How they stack up against the rest of the industry

Both brands rank in the top 1% of all franchises in our database on revenue and SBA performance. For comparison, the average QSR franchise does $1.1M in gross sales with a 6.8% SBA default rate. Both McDonald's and Chick-fil-A are outliers.

If you want to explore other brands that compete on these metrics, check our rankings for most profitable franchises and lowest failure rate franchises. You can also use the franchise screener to filter by investment range, category, and risk score.

The verdict

McDonald's and Chick-fil-A are both exceptional franchise systems, but they are not competing for the same buyer. McDonald's is for the entrepreneur who wants to own a business, build equity, and potentially scale a portfolio. Chick-fil-A is for the operator who wants to run a world-class restaurant at someone else's financial risk. Both are A-grade brands by every metric we track. The choice is about your goals, not the data.

Methodology

All data sourced from McDonald's 2024 FDD and Chick-fil-A's 2024 FDD, supplemented by SBA 7(a) loan records obtained through FOIA. Revenue figures reflect Item 19 disclosures. SBA default rates include all loan vintages on file. See our full methodology.

The bottom line

If you have $1M+ in liquid capital and want to build a multi-unit portfolio you can eventually sell, McDonald's is the better fit. You are buying a business with a 20-year term, $835K average net income, and the option to scale. If you have $10K and want a high-income operating role without personal financial risk, Chick-fil-A is unmatched — but you are an employee in all but title. The data does not declare a winner; your investor profile does.
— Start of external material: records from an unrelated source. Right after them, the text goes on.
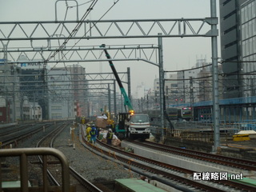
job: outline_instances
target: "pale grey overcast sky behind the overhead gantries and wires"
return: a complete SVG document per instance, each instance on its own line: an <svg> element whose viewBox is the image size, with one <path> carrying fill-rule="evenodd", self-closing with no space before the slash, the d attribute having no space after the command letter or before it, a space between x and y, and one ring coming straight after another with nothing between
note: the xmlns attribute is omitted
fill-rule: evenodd
<svg viewBox="0 0 256 192"><path fill-rule="evenodd" d="M49 21L55 18L54 0L0 0L0 22L10 21ZM78 4L89 2L77 0ZM102 17L117 0L98 0L88 19L97 20ZM218 10L218 0L217 10ZM67 1L69 6L74 2ZM79 17L85 13L88 5L79 6ZM58 2L58 19L64 20L66 2ZM75 9L69 9L68 19L75 19ZM150 19L150 18L206 18L210 17L210 0L119 0L105 19ZM102 42L90 40L90 45L97 46L99 43L125 44L152 43L157 45L158 39L125 39L125 40L102 40ZM164 38L163 59L164 70L184 70L195 66L197 58L206 58L211 62L211 39L210 38ZM218 44L219 47L219 44ZM0 45L2 48L2 45ZM2 56L0 54L0 56ZM158 78L158 68L145 62L122 62L114 63L118 71L126 71L130 66L132 77L132 91L140 83L147 88L153 89L154 78ZM99 71L110 72L110 67L102 62L82 64L87 73Z"/></svg>

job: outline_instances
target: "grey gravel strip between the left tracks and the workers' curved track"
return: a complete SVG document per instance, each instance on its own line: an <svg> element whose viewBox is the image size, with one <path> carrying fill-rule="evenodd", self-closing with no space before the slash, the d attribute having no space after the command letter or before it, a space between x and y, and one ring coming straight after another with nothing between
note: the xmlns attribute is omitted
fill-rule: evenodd
<svg viewBox="0 0 256 192"><path fill-rule="evenodd" d="M116 178L139 177L138 174L131 174L129 170L125 170L123 166L87 150L79 141L78 128L75 128L74 133L75 149L69 145L70 128L59 135L54 142L54 148L61 150L69 159L70 166L78 170L84 178L90 182L106 182Z"/></svg>

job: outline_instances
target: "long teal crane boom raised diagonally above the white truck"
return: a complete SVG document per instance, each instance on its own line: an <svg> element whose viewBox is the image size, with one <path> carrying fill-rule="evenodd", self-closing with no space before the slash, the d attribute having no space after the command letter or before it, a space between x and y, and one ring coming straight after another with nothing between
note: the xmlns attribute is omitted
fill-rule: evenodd
<svg viewBox="0 0 256 192"><path fill-rule="evenodd" d="M113 62L110 60L111 57L110 57L110 54L108 53L108 51L106 50L106 45L105 44L102 44L100 47L104 48L104 52L106 54L106 58L109 59L109 63L110 63L110 67L111 67L111 70L113 71L113 74L114 74L114 77L115 79L117 80L118 82L118 86L121 90L121 94L124 98L124 106L126 108L126 106L128 107L128 110L129 110L129 113L130 114L134 114L134 108L133 106L131 105L131 102L130 102L130 98L128 97L128 95L126 94L126 90L124 89L124 87L122 86L122 82L121 82L121 79L119 78L118 76L118 72L117 70L115 69L114 67L114 64Z"/></svg>

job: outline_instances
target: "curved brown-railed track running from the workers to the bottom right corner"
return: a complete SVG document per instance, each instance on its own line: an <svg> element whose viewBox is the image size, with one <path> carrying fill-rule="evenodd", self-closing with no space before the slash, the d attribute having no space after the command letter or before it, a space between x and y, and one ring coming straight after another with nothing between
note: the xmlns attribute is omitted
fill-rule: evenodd
<svg viewBox="0 0 256 192"><path fill-rule="evenodd" d="M150 158L144 158L142 156L128 153L124 150L120 150L117 147L112 147L98 141L96 146L86 142L85 135L82 131L82 142L86 143L86 146L90 146L92 150L98 151L99 154L118 160L126 166L127 169L140 171L147 177L158 179L169 183L170 186L177 186L186 190L198 190L198 191L254 191L253 186L246 186L241 183L233 181L194 181L192 174L194 170L187 170L178 166L171 166L170 164L154 161ZM112 151L112 152L110 152ZM152 176L154 175L154 176ZM155 175L158 175L155 177ZM160 176L161 175L161 176ZM190 176L189 176L190 175ZM176 183L176 184L174 184ZM178 183L178 184L177 184ZM185 187L185 188L184 188Z"/></svg>

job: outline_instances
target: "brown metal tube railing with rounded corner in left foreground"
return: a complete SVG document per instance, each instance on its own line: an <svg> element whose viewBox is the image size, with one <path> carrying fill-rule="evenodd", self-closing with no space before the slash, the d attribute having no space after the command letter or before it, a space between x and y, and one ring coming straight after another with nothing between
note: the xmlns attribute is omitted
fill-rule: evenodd
<svg viewBox="0 0 256 192"><path fill-rule="evenodd" d="M68 192L70 190L70 170L66 156L60 150L54 148L19 148L0 150L0 160L6 157L19 157L20 162L20 191L29 191L29 174L28 174L28 156L42 155L42 174L43 174L43 191L47 191L47 155L58 158L62 165L62 191ZM0 191L2 191L2 167L0 164Z"/></svg>

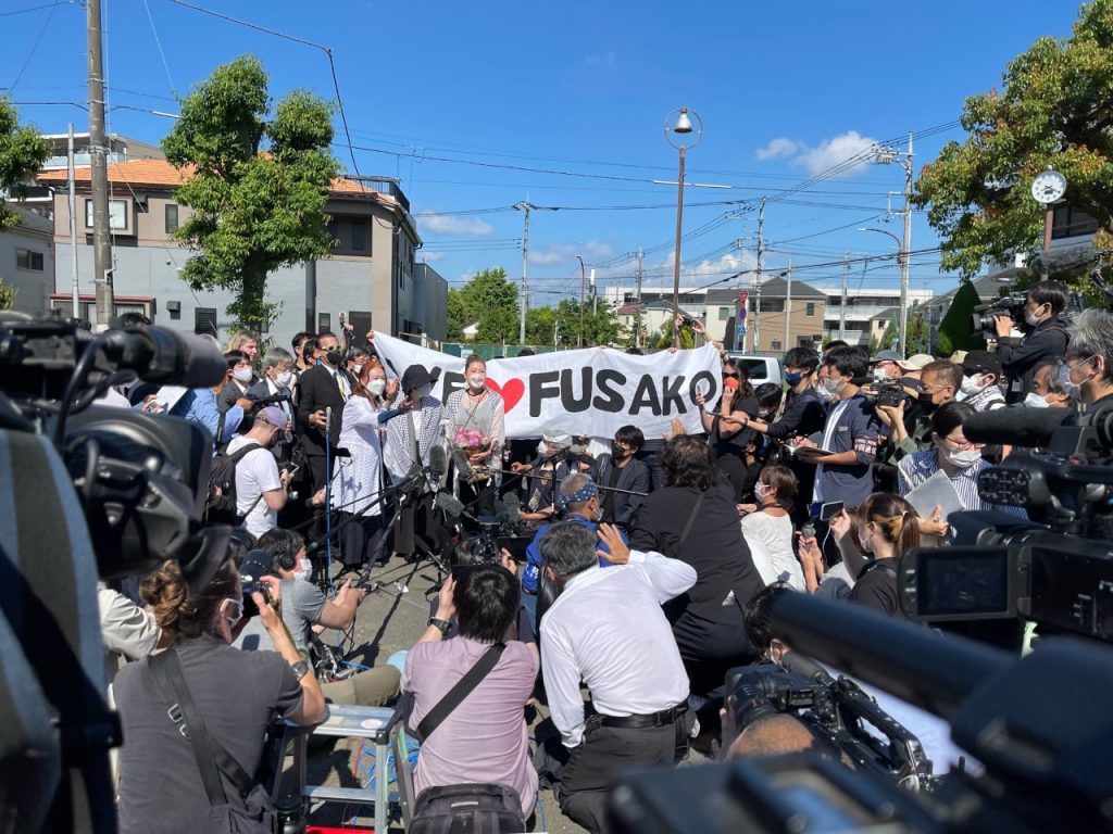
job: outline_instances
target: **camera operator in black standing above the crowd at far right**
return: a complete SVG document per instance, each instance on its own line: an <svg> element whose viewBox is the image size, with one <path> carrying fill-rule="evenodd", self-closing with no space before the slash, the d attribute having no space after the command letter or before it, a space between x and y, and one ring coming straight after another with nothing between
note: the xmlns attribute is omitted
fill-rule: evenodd
<svg viewBox="0 0 1113 834"><path fill-rule="evenodd" d="M1060 316L1068 301L1066 286L1060 281L1038 281L1028 290L1024 305L1024 324L1031 329L1017 340L1009 336L1013 319L994 317L997 328L997 356L1008 379L1008 401L1020 403L1032 390L1032 373L1041 359L1066 353L1070 336ZM992 346L991 346L992 347Z"/></svg>

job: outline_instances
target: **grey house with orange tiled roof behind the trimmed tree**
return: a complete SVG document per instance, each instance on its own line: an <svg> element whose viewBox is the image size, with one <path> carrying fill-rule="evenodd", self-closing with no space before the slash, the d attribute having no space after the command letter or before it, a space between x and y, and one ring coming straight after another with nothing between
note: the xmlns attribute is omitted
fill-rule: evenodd
<svg viewBox="0 0 1113 834"><path fill-rule="evenodd" d="M111 190L109 219L116 314L136 309L156 324L207 332L224 341L232 321L225 308L226 290L194 291L180 278L190 254L171 238L189 217L175 201L183 173L164 159L129 159L108 165ZM75 172L77 189L77 252L81 317L92 320L92 199L89 168ZM43 170L40 185L55 189L52 198L55 258L70 257L68 173ZM267 298L279 305L268 336L288 345L295 332L338 329L341 316L356 334L374 328L420 339L426 316L444 309L447 286L435 272L416 277L414 254L421 246L410 202L394 180L352 178L334 180L325 210L332 216L335 245L329 257L274 271L267 278ZM72 307L68 269L55 270L50 305ZM434 277L435 276L435 277ZM443 317L439 320L443 329Z"/></svg>

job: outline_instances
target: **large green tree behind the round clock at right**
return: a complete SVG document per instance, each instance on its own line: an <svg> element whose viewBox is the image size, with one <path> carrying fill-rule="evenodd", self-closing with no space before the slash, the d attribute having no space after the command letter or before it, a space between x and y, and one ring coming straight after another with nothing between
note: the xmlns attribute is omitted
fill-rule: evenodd
<svg viewBox="0 0 1113 834"><path fill-rule="evenodd" d="M1071 38L1041 38L1013 60L1004 89L966 99L965 142L924 168L913 202L928 207L943 270L976 275L987 259L1034 250L1044 208L1031 193L1047 167L1066 176L1065 199L1113 221L1113 0L1084 4Z"/></svg>

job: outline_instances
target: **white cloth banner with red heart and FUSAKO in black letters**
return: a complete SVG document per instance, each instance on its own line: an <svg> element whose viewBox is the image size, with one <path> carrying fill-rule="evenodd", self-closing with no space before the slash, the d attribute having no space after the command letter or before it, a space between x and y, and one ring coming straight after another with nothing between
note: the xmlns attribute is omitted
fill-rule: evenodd
<svg viewBox="0 0 1113 834"><path fill-rule="evenodd" d="M387 377L411 365L441 369L433 396L441 401L464 386L464 359L375 334L375 349ZM647 438L671 431L680 419L702 431L696 408L701 388L708 403L719 396L722 364L710 345L674 354L631 356L612 348L561 350L486 365L487 385L506 404L506 437L540 437L543 427L571 435L613 437L622 426L638 426Z"/></svg>

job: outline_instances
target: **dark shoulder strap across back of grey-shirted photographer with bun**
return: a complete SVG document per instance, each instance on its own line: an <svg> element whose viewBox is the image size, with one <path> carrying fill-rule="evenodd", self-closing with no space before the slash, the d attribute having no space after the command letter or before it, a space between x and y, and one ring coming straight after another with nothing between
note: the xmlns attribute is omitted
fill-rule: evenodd
<svg viewBox="0 0 1113 834"><path fill-rule="evenodd" d="M209 735L205 722L194 705L194 698L189 694L177 649L171 646L165 652L151 655L147 658L147 668L150 669L151 677L155 678L155 684L162 698L170 705L166 714L178 726L178 732L186 737L194 749L194 758L200 770L209 805L216 807L229 804L224 782L220 778L221 773L236 788L239 798L243 800L252 790L252 777L247 775L233 755Z"/></svg>

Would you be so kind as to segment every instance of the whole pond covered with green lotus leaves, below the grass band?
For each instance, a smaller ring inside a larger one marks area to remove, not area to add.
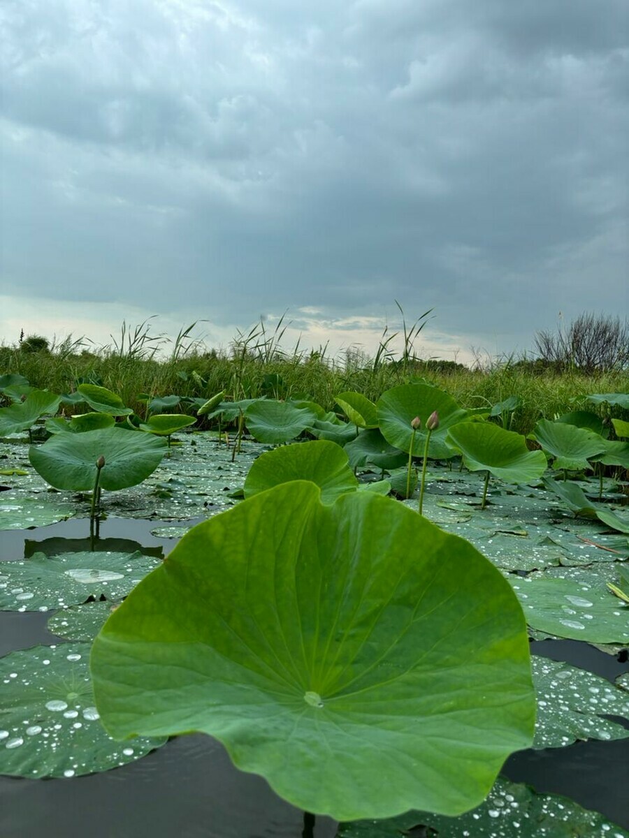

Related franchise research

Continue your research with our McDonald's franchise cost guide, Chick-fil-A franchise model, and best food franchises guide.

Research this brand further

Frequently Asked Questions

Is a McDonald's or Chick-fil-A franchise more profitable?
Chick-fil-A generates $9.3M in average gross sales per location compared to McDonald's $3.96M. However, Chick-fil-A operators do not own their restaurant and keep only a portion of profits, while McDonald's franchisees own their business and build equity over a 20-year term.
How much does it cost to open a McDonald's vs. Chick-fil-A?
McDonald's requires $522K-$2.64M in total investment with a $45K franchise fee. Chick-fil-A requires only a $10,000 franchise fee, but the total investment ranges from $427K-$2.34M — all funded by corporate. Operators do not own the restaurant.
Which franchise has a lower failure rate: McDonald's or Chick-fil-A?
Both have extremely low SBA default rates. McDonald's has a 0% charge-off rate on 12 SBA loans, and Chick-fil-A has a 0% rate on 2 loans. However, Chick-fil-A's operator model makes direct comparison difficult since corporate absorbs the financial risk.
Can you own a Chick-fil-A franchise?
Technically, no. Chick-fil-A selects operators who run the restaurant but do not own it. There is no equity, no ability to sell, and no multi-unit ownership. The $10K fee is an application cost, not a traditional franchise investment. McDonald's franchisees own and can sell their business.
What are the owner-operator requirements for McDonald's vs. Chick-fil-A?
McDonald's requires franchisees to be owner-operators of their first restaurant but allows multi-unit ownership over time — top operators run 10-50+ locations with hired managers. Chick-fil-A requires operators to be full-time, hands-on, single-unit only, with no outside business interests. McDonald's evaluates candidates on net worth ($500K minimum) and liquid capital ($250K+), while Chick-fil-A selects from over 60,000 annual applicants with an acceptance rate under 1%. Both models demand operational commitment, but McDonald's offers a path to portfolio ownership that Chick-fil-A explicitly prohibits.